«Указ о помиловании.
Во имя аллаха милосердного и милостивого!
Соотечественники! Правительство Демократической Республики Афганистан, с глубоким пониманием изучив положение в стране, утвердило Указ о помиловании тех лиц, которые по своей и против своей воли борются против завоеваний Апрельской революции.
Согласно Указу о помиловании, все лица, которые добровольно, бросив оружие, сдадутся органам власти, будут помилованы. К тому же лица, которые до сдачи работали в государственных учреждениях, смогут продолжить свою трудовую деятельность там же.
Соотечественники! Правительство поручило губернаторствам, правительственным и партийным органам, воинским частям ведение переговоров с пожелавшими вернуться на родину, к мирному труду, счастливой жизни.
Соотечественники! Наше революционное правительство еще раз обращается к вам, обманутым, насильно взявшим в руки оружие, борющимся против революции, покончить с братоубийственной войной, не участвовать больше вместе с душманами в их преступлениях.
Аллах призывает вас к этому!»
Али почувствовал, как тяжело дышит над ухом Абдульмашук, вместе с ним перечитывающий листовку.
— Что же тогда ты… не остался… там? — Али кивнул на горы. — Зачем же вернулся?
Абдульмашук бережно сложил по старым сгибам листок и спрятал его. Задумавшись, он нежно потрогал пока еще мягкий ствол верблюжьей колючки.
— Скоро зацветет.
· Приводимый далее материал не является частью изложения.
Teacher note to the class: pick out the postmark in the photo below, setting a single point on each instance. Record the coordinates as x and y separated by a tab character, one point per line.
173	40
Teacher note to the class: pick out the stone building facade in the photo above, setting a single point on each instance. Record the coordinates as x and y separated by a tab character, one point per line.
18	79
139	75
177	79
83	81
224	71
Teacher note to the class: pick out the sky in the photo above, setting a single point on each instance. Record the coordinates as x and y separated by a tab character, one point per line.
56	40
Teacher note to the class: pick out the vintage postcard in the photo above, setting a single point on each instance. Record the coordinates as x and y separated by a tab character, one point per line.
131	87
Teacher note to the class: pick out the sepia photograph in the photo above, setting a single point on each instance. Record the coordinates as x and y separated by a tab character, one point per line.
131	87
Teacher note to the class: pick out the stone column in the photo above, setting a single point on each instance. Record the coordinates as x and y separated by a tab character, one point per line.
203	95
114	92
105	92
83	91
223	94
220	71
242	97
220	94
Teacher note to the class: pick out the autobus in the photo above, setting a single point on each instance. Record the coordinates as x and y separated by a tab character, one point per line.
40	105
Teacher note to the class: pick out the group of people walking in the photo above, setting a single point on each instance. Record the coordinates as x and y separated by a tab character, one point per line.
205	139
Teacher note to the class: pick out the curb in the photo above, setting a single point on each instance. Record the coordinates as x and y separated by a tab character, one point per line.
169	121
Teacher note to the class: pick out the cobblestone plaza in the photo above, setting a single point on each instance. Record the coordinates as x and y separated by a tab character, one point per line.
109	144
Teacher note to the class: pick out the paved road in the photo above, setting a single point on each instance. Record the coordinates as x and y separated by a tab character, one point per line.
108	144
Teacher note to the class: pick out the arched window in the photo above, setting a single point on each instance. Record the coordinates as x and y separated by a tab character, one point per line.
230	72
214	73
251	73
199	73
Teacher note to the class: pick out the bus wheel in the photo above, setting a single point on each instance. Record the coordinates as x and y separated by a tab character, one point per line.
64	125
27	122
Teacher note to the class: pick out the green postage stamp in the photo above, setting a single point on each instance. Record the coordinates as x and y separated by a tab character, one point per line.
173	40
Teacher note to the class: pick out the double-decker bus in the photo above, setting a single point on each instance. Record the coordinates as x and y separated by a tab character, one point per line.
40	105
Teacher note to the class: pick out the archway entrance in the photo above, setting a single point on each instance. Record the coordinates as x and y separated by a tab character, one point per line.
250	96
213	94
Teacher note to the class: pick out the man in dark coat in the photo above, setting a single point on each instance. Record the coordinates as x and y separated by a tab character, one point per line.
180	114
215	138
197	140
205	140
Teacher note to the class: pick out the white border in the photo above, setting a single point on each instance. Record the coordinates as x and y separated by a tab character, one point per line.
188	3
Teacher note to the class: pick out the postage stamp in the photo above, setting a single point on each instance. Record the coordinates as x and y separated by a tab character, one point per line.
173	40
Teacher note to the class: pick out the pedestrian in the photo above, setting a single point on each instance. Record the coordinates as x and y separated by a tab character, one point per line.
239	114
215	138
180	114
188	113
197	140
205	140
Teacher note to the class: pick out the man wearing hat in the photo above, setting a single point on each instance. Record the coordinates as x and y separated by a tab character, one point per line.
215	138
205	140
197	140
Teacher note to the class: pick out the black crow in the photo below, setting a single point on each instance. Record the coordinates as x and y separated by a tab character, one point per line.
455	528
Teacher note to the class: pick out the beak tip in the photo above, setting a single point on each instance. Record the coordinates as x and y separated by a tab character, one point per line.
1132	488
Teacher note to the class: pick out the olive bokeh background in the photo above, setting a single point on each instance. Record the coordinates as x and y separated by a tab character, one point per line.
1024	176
А для чего? Зачем ей цвести, все равно ведь выгорит. — Помолчав, он выпрямился, посмотрел в сторону далеких гор. — Наш лагерь отсюда неподалеку — полночи пути на юг. Когда меня записали в отряд и отправили в Афганистан, еще жива была мама. Она тоже была в лагере и оставалась как бы заложницей, так что я должен был вернуться… Четыре месяца меня не было, а когда вернулись, она уже смотрела на Мекку[8]
… Говорят, в последние часы она была без памяти, звала меня.Руки Абдульмашука начали подрагивать, он сцепил пальцы.
— Это сейчас меня здесь ничто не держит. Но и там, где я оставил кровь, уже никто не ждет. — Он судорожно, словно от холода, передернулся, сжал ладонями голову. — Понимаешь, мы их отравили. Рассказывают, многие были еще совсем девочки… Отравили только за то, что они хотели учиться. Ты понимаешь? — Он повернулся к Али и вдруг отпрянул.
— Ты? — прошептал Али и потянулся к Абдульмашуку трясущимися руками. — Это ты… ты убил Фазилу?
— Что с тобой, брат? Какую Фазилу? — испугался Абдульмашук, чувствуя, как рука Али сжала ему запястье, и стараясь отвернуться от его безумного взгляда.
— Будь ты проклят, убийца! — Али опустил руки и бросился на землю.
И вдруг рядом глухо хлопнул выстрел.
Али с усилием раскрыл глаза и увидел около колючей лагерной ограды лежащего на спине Абдульмашука. Из палаток на выстрел вышло несколько человек, начали сбегаться дети, но к упавшему никто не подходил.
Рядом с трупом, выскользнув из ладони, лежал небольшой итальянский пистолет.
ГЛАВА ВТОРАЯ
Во всех лагерях идет усиленная вербовка для заброски банд на территорию республики. По предварительным данным, многие банды нацелены на северные провинции. С одной из групп возвращается «Тура»[9]
— Гандж Али, — наконец главарь назвал его, и Али вышел из строя, стал перед Делаварханом.
Прищурившись, он начал осматривать Али. Пауза затягивалась, Али хотелось переступить с ноги на ногу, пошевелить потными, сжатыми в кулаки пальцами. Вот этот человек поведет его на родину, будет заставлять убивать, грабить, жечь. Но почему он так долго смотрит? Может, кто-нибудь уже донес про листовку?.. Тогда конец. Бежать, надо бежать. Но куда, куда? До гор далеко, кругом охрана. Неужели смерть?